1990 Football League Second Division play-off final
- The match took place at Wembley Stadium.
| Sunderland | Swindon Town |
| 0 | 1 |
- Date: 28 May 1990
- Venue: Wembley Stadium, London
- Referee: John Martin (Alton, Hampshire)
- Attendance: 72,873
- Weather: Bright sunshine

= 1990 Football League Second Division play-off final =

Association football match in London

The 1990 Football League Second Division play-off final was an association football match which was played on 28 May 1990 at Wembley Stadium, London, between Sunderland and Swindon Town. The match was to determine the third and final team to gain promotion from the Football League Second Division, the second tier of English football, to the First Division. The top two teams of the 1989–90 Football League Second Division season gained automatic promotion to the First Division, while the clubs placed from third to sixth place in the table took part in play-off semi-finals; Swindon Town ended the season in fourth position, two places ahead of Sunderland. The winners of these semi-finals competed for the final place for the 1990–91 season in the First Division. Newcastle United and Blackburn Rovers were the losing semi-finalists. This was the first season that the play-off final was determined over a single match and the first to be held at Wembley.

The match was refereed by John Martin and played in sunny conditions in front of a Wembley crowd of 72,873 spectators.
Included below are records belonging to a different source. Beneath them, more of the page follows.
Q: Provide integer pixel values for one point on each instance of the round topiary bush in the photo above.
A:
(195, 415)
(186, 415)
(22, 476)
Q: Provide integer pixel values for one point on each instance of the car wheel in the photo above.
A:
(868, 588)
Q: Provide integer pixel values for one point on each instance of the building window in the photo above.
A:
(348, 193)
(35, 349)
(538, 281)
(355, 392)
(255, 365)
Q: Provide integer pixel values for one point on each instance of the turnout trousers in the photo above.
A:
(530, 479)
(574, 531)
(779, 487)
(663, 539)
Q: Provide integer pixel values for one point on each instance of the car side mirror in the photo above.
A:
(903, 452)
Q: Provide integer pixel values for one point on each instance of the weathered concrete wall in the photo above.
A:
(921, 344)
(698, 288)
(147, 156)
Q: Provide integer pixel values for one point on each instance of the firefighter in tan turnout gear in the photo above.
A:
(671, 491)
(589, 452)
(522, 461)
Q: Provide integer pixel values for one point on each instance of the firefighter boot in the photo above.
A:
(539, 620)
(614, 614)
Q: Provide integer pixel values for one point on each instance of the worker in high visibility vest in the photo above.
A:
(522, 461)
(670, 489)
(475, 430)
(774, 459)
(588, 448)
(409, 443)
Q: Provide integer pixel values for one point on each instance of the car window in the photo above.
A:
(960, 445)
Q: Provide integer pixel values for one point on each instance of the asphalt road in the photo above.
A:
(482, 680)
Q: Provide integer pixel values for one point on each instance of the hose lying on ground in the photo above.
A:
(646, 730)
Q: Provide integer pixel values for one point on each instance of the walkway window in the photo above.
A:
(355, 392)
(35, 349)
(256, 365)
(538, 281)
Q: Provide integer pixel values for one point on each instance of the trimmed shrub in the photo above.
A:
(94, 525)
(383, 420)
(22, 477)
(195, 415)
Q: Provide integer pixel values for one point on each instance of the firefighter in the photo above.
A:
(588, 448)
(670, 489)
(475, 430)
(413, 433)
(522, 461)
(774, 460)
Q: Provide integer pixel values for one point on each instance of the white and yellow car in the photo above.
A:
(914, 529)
Although Sunderland made a better start, Swindon dominated the fixture and after missing a number of chances, took the lead midway through the first half when Alan McLoughlin scored via a deflection from Gary Bennett. Swindon had several further chances to score but the second half was goalless and the match ended 1–0. Swindon Town were later demoted two divisions after being found guilty of financial irregularities which resulted in Sunderland gaining promotion. On appeal, Swindon's punishment was reduced to immediate relegation back to the Second Division.
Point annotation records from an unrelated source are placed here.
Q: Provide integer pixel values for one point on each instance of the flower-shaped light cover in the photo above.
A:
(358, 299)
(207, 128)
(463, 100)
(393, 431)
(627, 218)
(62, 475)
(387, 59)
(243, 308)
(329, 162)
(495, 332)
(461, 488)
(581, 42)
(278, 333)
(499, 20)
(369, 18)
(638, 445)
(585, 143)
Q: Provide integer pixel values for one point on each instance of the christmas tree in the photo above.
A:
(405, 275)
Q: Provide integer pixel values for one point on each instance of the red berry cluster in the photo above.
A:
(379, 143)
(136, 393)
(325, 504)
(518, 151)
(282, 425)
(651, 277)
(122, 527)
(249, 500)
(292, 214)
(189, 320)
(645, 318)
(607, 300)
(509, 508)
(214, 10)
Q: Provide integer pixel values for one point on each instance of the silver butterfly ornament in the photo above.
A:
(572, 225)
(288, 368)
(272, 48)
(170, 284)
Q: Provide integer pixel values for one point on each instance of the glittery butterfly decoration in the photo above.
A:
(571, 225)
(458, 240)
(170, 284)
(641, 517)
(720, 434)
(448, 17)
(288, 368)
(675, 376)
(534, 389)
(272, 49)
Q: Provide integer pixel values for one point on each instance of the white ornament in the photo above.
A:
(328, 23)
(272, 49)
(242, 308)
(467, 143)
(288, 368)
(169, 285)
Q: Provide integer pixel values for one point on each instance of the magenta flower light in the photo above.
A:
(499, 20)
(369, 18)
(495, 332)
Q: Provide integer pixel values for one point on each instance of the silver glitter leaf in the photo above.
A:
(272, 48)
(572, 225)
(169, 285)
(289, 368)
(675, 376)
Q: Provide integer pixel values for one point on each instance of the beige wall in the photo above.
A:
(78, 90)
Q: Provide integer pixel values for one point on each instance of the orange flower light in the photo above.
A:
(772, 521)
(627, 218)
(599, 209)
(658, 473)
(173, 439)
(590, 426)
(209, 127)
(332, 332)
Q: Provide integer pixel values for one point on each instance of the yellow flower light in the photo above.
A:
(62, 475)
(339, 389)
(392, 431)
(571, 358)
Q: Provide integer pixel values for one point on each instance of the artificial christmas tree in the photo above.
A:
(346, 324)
Swindon ended their following season in 21st place in the Second Division, two points above the relegation zone. Sunderland were relegated back to the Second Division by the end of the next season, finishing in 19th place.

==Route to the final==

Swindon Town finished the regular 1990–91 season in fourth place in the Football League Second Division, the second tier of the English football league system, two places ahead of Sunderland on goal difference. Both therefore missed out on the two automatic places for promotion to the First Division and instead took part in the play-offs, along with Newcastle United and Blackburn Rovers, to determine the third promoted team. Swindon Town finished eleven points behind both Sheffield United (who were promoted in second place) and league winners Leeds United who had secured the title on goal difference.
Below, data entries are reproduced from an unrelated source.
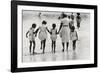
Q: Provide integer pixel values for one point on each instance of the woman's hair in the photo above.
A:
(69, 16)
(78, 13)
(73, 28)
(33, 25)
(53, 25)
(44, 22)
(63, 15)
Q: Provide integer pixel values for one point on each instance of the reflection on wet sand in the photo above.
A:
(48, 56)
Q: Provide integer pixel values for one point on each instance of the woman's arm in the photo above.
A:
(37, 30)
(60, 27)
(48, 30)
(77, 35)
(27, 34)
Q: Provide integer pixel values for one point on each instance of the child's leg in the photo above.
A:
(33, 46)
(30, 46)
(67, 44)
(41, 44)
(54, 46)
(63, 46)
(74, 44)
(44, 41)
Sunderland's opposition in their play-off semi-final were their Tyne–Wear derby rivals Newcastle United, with the first leg being played at Roker Park in Sunderland on 13 May 1990. The game proved to be ill-tempered with a total of seven players were booked, including a red card being shown by the referee: Sunderland's Paul Hardyman was dismissed after a foul on the Newcastle goalkeeper John Burridge who saved Hardyman's second half injury-time penalty. The match produced no shots on target and ended goalless. The second leg was played at St James' Park in Newcastle three days later. Eric Gates opened the scoring for the visitors when he converted a low cross from Gary Owers. Marco Gabbiadini then doubled Sunderland's lead in the 86th minute which led to a pitch invasion from the home supporters: the referee halted play and withdrew the players to their dressing rooms for twenty minutes while police restored calm. The final four minutes were played out without further addition to the score, and Sunderland qualified for the final, with a 2–0 aggregate victory.

Swindon Town faced Blackburn Rovers in the other play-off semi-final and the first leg was played at Ewood Park in Blackburn on 13 May 1990. The visitors took the lead after half an hour as Steve White from a David Kerslake break. Swindon dominated the match and Peter Foley doubled their lead in the 55th minute with a volley from at least 25 yd. Andy Kennedy scored a consolation goal in the 73rd minute as the match ended 2–1 to Swindon. The second leg of the semi-final took place at the County Ground three days later. A weak backpass from Blackburn defender David Mail allowed Duncan Shearer to intercept and score, making it 3–1 on aggregate to the home side. Minutes later, Shearer then went clear down the left wing and his pass was converted by White from close range. Midway through the second half, Howard Gayle's 30 yd strike was deflected by Ross MacLaren past Fraser Digby in the Swindon goal to make it 2–1 on the day, but Swindon progressed to the final with a 4–2 aggregate win.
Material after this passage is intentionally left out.